I’ve just finished Module 2 of the MOOC Data Journalism course (that I mentioned in an earlier post).
The description for this module is:
“This module deals with the range of skills that journalists use to obtain data. This includes setting up alerts to regular sources of information, simple search engine techniques that can save hours of time and using laws in your own and other countries.”
And (like all the other Modules) is made up of four parts:
- Setting up ‘data newswires’
- Strategic searching – tips and tricks
- Introduction to scraping
- Data laws and sources
In Part 3, I learnt to do some basic data scraping. This, essentially, is a way of grabbing content from lists, and tables, on web sites.
We covered a few tools that make this possible. The one that did surprise me was that you can use a spreadsheet created in Google Drive.
The command is IMPORTHTML(url, query, index)
Just as a practice I used it to scrape the list of Titanic passengers from Wikipedia.
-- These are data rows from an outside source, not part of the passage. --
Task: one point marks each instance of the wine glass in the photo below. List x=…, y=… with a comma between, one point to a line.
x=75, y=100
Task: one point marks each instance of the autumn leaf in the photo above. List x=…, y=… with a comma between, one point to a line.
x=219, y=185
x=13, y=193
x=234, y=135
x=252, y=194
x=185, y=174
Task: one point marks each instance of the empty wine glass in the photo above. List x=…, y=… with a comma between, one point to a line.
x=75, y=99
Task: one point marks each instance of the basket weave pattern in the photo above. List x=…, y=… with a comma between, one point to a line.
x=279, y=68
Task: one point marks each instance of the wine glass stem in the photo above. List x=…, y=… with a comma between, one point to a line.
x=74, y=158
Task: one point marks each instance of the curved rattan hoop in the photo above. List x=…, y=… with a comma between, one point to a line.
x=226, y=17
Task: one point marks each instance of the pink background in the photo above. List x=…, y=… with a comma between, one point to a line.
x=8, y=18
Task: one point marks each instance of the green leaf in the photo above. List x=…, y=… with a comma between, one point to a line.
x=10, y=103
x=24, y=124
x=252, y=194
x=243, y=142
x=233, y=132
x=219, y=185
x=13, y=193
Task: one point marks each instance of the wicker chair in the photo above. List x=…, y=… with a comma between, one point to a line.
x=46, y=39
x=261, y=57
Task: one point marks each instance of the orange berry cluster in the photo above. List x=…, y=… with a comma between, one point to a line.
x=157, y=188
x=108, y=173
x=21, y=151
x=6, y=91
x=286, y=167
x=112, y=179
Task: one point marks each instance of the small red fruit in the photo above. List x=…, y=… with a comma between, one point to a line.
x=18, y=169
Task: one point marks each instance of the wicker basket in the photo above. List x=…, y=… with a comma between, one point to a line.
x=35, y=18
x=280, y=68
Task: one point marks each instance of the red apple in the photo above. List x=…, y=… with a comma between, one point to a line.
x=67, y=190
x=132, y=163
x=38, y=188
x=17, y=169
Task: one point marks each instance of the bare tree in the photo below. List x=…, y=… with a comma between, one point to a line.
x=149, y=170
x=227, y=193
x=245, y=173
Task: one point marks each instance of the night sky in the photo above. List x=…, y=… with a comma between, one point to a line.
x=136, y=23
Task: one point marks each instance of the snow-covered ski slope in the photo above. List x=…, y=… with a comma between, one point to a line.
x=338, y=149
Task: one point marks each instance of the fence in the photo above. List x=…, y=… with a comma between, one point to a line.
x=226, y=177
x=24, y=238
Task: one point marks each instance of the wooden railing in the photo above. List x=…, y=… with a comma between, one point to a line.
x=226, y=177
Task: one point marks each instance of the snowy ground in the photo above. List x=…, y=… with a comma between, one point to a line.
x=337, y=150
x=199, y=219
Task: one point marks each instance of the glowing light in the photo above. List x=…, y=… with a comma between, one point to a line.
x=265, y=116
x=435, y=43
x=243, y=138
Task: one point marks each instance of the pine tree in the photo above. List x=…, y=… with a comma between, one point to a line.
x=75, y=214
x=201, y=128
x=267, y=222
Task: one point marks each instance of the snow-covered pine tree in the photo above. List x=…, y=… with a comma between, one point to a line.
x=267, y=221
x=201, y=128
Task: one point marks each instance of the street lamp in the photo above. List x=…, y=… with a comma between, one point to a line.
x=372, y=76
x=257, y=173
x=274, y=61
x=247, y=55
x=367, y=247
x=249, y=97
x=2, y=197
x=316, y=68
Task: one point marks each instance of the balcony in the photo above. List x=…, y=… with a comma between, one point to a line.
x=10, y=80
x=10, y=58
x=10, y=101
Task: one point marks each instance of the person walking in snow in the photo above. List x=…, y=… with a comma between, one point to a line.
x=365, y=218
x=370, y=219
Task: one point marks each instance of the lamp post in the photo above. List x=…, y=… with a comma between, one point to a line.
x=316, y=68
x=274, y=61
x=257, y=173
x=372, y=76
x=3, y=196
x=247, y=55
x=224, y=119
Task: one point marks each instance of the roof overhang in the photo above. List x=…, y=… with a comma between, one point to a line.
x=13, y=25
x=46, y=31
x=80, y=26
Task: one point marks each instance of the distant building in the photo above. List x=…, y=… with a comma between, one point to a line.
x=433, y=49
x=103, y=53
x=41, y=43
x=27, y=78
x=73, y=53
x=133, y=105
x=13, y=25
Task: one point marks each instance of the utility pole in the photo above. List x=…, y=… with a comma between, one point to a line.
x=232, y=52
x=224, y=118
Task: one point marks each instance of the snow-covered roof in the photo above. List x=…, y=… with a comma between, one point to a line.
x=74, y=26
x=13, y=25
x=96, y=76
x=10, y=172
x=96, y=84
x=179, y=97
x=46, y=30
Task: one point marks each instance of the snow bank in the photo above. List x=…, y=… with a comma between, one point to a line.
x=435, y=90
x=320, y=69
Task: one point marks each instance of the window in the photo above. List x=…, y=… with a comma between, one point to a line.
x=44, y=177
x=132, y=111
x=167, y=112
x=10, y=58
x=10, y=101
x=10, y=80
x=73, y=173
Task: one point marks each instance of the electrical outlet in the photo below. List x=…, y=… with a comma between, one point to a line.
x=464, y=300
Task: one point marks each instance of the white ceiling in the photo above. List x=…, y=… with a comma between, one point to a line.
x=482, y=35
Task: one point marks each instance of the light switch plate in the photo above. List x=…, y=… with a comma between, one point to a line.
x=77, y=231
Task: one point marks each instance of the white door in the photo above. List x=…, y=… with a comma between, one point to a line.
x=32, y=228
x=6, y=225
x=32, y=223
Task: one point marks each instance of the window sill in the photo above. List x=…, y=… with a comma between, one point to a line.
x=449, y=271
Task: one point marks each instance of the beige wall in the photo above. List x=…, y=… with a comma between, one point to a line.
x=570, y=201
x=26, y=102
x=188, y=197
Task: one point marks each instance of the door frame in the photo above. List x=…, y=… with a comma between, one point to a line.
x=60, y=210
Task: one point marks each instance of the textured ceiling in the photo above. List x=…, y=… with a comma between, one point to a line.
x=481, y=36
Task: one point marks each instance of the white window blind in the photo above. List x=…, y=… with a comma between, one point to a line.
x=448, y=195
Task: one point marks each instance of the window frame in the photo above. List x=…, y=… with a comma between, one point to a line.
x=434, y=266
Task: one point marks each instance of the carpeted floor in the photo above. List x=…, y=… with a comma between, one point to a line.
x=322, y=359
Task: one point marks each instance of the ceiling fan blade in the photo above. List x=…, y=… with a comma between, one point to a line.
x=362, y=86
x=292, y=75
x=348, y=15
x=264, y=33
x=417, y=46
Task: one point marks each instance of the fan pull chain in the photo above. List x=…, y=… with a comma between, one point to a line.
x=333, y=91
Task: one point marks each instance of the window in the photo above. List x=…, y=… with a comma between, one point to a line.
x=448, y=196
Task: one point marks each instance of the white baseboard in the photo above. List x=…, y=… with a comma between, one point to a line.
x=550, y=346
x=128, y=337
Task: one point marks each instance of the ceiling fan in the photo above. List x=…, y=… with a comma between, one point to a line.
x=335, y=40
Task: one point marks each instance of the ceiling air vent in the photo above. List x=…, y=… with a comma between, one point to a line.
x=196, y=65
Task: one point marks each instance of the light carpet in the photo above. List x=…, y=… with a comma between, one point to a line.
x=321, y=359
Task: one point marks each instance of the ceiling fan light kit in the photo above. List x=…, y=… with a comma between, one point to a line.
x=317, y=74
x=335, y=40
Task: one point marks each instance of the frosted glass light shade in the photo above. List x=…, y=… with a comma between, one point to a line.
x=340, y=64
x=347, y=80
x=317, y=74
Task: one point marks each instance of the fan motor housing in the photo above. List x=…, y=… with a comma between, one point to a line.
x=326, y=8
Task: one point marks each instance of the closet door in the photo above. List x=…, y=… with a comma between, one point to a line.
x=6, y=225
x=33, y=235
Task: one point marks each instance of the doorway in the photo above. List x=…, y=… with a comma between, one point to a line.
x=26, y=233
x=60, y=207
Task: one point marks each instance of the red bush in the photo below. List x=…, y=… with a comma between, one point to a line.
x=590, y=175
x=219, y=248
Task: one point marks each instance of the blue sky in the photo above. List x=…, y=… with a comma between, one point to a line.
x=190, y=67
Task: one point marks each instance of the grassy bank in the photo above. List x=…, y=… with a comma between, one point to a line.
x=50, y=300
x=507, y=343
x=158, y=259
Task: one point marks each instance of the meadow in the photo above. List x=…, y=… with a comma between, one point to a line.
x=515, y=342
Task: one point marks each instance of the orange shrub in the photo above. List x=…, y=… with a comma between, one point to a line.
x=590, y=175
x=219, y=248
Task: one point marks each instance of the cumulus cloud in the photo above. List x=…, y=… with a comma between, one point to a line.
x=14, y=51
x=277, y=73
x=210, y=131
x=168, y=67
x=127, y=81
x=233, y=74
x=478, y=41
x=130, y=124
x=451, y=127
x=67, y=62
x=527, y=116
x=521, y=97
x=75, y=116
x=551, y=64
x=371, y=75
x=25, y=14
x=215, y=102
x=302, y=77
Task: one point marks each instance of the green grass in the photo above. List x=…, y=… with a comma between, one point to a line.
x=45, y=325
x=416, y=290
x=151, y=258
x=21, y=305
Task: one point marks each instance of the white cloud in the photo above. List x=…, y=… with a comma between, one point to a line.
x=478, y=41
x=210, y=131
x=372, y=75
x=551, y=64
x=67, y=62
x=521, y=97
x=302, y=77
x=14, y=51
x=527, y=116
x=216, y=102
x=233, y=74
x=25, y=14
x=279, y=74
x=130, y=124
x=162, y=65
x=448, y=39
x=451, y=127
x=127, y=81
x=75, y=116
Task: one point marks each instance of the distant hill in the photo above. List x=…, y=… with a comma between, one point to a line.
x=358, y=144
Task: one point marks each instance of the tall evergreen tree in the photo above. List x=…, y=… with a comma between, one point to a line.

Here’s the Wikipedia link: http://en.wikipedia.org/wiki/List_of_Titanic_passengers#Survivors_and_victims
And here is the Google spreadsheet that I imported the data to: https://docs.google.com/spreadsheets/d/1g_ngM049ZgAPh25UXMmwWwMDlvGY_nD6aGbFLhBJwXo/edit?usp=sharing
It was my first scraping, and nothing fancy. Also the data does need a bit of cleaning (in one case, there was extra info in the HTML that the scraping pulled in).
Also, this functionality is not just available in Google Spreadsheet. I have read that Excel can also do this. If you know of any more, please let me know.